Legendary British drummer Ginger Baker, a founding member of British psychedelic band Cream, died on Sunday aged 80, it was announced on his Twitter account.
"We are very sad to say that Ginger has passed away peacefully in hospital this morning," a message posted on his page on the social media website stated.
"Thank you to everyone for your kind words over the past weeks."
Baker was admitted to hospital several weeks ago after becoming "critically ill", according to posts on his Twitter account.
He had previously been known to suffer from breathing problems.
Baker helped to found the supergroup Cream in 1966 alongside guitarist Eric Clapton and bassist and vocalist Jack Bruce.
He emerged in the 1960s at the same time as other legendary rock drummers Charlie Watts of the Rolling Stones and Mitch Mitchell of the Jimi Hendrix Experience.
Described by the BBC as "a temperamental and argumentative figure, whose behaviour frequently led to on-stage punch-ups", Baker was considered one of the most innovative and influential drummers of his generation.
Born Peter Edward Baker in southeast London in 1939, he adopted the nickname Ginger due to the flaming red hair of his youth.
He embraced a career in music after initially trying to become a professional cyclist, hoping to compete in the Tour de France, but abandoned the plan after an accident.
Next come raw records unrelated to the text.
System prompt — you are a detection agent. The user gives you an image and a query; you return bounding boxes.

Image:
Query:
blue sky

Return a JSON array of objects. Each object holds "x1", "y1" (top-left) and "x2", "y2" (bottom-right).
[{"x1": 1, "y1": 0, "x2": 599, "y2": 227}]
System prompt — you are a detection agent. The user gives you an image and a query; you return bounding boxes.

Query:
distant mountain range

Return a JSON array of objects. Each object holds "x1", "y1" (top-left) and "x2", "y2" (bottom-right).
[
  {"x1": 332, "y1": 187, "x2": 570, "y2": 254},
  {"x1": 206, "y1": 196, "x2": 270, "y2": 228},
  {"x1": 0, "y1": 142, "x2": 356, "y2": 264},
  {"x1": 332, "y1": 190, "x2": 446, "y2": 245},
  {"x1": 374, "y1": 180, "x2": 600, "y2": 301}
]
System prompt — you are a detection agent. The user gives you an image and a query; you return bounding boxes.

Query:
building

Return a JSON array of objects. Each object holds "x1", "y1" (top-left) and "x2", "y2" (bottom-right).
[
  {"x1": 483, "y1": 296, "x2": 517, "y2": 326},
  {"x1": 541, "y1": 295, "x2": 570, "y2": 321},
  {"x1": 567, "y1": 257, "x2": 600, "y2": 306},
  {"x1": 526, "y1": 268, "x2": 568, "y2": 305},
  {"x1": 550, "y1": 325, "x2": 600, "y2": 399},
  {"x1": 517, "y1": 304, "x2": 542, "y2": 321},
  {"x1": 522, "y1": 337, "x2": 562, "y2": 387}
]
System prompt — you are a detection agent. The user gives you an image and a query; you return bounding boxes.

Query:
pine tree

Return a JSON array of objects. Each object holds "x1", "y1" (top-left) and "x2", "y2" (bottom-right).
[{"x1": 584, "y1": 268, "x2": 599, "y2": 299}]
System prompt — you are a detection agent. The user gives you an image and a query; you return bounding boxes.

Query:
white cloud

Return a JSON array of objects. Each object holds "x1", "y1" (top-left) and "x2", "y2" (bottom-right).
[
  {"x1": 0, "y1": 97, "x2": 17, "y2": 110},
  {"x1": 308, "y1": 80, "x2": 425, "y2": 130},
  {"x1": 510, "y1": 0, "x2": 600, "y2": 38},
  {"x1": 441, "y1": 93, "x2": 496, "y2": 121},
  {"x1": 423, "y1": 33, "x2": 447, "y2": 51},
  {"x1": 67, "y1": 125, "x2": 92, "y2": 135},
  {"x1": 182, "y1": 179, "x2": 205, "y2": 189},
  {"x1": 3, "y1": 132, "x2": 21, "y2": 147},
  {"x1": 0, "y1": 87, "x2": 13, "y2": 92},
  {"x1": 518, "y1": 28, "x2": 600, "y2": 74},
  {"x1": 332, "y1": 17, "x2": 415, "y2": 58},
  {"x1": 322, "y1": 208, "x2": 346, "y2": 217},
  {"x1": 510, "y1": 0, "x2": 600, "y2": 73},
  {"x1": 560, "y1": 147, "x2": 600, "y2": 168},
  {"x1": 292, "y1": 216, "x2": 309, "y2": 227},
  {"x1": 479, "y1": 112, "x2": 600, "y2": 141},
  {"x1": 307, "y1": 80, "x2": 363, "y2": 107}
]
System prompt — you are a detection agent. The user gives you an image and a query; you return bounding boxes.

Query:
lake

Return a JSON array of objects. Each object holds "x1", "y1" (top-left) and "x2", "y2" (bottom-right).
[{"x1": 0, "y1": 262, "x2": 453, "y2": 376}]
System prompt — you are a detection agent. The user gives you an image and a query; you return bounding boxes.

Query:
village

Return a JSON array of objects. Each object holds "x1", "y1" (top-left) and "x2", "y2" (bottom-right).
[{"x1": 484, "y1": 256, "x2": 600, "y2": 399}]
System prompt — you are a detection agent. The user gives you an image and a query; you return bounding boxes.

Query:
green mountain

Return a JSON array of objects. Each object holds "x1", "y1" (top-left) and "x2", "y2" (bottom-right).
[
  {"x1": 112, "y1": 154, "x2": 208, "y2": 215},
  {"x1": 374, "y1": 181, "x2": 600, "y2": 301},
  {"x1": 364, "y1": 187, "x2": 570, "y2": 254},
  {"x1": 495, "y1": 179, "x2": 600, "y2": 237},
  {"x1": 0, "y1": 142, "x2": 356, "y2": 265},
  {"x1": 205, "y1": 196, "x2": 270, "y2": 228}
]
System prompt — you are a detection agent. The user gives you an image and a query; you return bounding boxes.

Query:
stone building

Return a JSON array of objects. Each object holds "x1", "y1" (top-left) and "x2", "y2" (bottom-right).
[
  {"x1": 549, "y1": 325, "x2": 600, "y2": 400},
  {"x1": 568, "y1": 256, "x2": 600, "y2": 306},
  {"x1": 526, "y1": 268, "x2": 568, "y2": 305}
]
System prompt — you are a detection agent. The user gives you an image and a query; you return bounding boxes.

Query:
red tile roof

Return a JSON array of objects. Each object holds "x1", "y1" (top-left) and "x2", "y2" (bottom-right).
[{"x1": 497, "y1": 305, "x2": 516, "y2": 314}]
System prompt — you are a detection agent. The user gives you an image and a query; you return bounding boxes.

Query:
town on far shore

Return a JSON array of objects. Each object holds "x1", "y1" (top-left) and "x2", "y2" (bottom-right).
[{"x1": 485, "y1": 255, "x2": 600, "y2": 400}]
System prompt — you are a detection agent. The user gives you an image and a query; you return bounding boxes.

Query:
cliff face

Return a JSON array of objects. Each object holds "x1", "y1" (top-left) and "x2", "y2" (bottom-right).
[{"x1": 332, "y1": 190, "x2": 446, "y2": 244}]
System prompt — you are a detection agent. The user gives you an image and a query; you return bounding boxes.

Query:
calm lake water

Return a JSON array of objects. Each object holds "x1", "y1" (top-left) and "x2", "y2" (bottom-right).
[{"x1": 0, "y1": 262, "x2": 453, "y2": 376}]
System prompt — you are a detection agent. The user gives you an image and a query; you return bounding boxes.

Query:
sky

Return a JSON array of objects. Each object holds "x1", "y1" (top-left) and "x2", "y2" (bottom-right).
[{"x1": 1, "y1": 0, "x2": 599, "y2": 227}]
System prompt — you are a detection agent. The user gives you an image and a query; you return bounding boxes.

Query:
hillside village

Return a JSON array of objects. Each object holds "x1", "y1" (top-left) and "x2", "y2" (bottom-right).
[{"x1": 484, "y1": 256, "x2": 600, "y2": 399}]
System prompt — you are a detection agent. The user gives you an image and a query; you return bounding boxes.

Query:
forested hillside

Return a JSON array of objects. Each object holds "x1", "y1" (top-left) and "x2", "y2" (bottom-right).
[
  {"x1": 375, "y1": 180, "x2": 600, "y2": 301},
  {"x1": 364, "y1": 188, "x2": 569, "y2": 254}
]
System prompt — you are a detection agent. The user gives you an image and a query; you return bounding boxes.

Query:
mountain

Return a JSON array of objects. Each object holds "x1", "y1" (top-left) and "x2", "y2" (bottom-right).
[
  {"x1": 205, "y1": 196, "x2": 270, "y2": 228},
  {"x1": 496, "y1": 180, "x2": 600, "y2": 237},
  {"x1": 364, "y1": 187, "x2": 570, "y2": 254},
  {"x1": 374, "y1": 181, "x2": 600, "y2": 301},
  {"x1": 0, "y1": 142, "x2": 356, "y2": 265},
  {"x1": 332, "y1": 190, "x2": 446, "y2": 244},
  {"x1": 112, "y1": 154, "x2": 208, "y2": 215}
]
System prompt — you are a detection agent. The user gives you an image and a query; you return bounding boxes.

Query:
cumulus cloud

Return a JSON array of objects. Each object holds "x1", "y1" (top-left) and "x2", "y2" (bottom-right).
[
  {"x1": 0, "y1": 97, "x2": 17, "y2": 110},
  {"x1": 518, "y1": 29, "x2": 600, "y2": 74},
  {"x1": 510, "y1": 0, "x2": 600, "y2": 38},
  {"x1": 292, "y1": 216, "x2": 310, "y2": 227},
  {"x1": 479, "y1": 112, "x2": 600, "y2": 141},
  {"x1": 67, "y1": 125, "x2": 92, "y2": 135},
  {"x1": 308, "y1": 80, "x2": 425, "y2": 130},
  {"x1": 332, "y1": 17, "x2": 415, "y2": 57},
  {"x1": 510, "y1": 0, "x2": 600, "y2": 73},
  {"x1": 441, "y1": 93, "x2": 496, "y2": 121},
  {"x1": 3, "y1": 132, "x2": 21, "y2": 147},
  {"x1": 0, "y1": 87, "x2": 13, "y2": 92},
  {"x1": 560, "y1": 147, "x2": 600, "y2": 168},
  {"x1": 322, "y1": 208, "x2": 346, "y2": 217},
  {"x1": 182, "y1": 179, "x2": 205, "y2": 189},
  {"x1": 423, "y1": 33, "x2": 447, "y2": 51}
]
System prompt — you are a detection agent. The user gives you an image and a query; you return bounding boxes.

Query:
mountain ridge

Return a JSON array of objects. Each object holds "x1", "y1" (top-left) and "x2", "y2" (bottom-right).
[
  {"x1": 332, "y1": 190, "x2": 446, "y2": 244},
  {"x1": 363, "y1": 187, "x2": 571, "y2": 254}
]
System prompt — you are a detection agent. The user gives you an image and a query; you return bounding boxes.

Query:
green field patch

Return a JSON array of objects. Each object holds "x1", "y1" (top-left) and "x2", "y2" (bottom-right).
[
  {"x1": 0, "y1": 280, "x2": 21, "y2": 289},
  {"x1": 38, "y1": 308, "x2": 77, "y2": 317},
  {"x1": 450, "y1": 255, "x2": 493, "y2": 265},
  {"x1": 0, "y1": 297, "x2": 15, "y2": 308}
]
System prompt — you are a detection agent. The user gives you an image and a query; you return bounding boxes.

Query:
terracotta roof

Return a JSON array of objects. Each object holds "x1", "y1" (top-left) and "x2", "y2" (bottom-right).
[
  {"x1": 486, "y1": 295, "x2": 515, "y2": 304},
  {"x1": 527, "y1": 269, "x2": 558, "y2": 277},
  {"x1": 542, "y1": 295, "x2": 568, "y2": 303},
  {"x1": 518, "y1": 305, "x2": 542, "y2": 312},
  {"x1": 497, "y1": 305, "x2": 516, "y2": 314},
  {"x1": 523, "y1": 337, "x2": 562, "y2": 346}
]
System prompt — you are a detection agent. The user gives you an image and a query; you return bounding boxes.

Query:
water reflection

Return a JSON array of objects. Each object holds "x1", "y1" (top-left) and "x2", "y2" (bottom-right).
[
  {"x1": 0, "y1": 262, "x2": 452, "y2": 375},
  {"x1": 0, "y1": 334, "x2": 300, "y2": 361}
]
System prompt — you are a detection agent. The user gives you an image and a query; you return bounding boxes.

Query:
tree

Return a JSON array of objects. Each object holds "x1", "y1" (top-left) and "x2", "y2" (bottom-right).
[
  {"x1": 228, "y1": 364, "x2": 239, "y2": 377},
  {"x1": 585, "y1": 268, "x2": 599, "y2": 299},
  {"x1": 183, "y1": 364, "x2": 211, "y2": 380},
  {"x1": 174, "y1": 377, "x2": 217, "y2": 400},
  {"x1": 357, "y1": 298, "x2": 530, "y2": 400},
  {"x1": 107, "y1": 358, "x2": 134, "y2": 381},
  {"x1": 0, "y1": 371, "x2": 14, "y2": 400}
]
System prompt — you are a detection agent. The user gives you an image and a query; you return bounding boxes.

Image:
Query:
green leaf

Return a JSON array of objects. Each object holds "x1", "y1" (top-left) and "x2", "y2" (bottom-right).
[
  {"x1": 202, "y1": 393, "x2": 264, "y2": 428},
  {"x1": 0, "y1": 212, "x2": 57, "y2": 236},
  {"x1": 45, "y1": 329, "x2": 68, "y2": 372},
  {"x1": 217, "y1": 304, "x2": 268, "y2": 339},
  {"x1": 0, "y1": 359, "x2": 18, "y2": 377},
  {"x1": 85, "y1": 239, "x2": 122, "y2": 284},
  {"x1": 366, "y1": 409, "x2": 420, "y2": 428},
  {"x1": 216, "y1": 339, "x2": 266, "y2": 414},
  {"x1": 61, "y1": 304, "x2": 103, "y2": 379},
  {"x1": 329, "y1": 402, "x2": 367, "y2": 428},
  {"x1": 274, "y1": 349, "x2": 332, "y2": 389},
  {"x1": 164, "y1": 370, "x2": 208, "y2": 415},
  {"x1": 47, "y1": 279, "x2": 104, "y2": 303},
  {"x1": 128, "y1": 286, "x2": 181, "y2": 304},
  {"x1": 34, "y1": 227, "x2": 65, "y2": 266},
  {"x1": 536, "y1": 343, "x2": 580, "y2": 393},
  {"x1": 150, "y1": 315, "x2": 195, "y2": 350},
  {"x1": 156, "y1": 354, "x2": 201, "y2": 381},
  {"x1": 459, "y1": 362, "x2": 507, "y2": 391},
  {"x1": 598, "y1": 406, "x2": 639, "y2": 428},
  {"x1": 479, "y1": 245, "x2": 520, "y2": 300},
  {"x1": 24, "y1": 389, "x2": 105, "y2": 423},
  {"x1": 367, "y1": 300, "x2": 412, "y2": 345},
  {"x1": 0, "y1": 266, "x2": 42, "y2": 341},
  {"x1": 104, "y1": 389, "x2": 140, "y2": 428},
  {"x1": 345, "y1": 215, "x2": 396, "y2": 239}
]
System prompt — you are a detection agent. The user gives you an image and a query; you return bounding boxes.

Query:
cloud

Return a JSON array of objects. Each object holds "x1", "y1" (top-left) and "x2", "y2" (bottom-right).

He first emerged in the burgeoning blues scene of early 1960s London, before helping to create Cream.
Baker soon stood out for his endless solo rifts and his unique style, which merged the mellifluence of jazz with the harder edge of rock.
After the band's break-up in 1968, he joined another mythical, ephemeral group, Blind Faith, alongside Clapton and Steve Winwood, before founding the 10-piece Ginger Baker's Air Force.
He later lived in Nigeria, recording with Fela Kuti, and also went on to help Paul McCartney record the Wings' album "Band on the Run".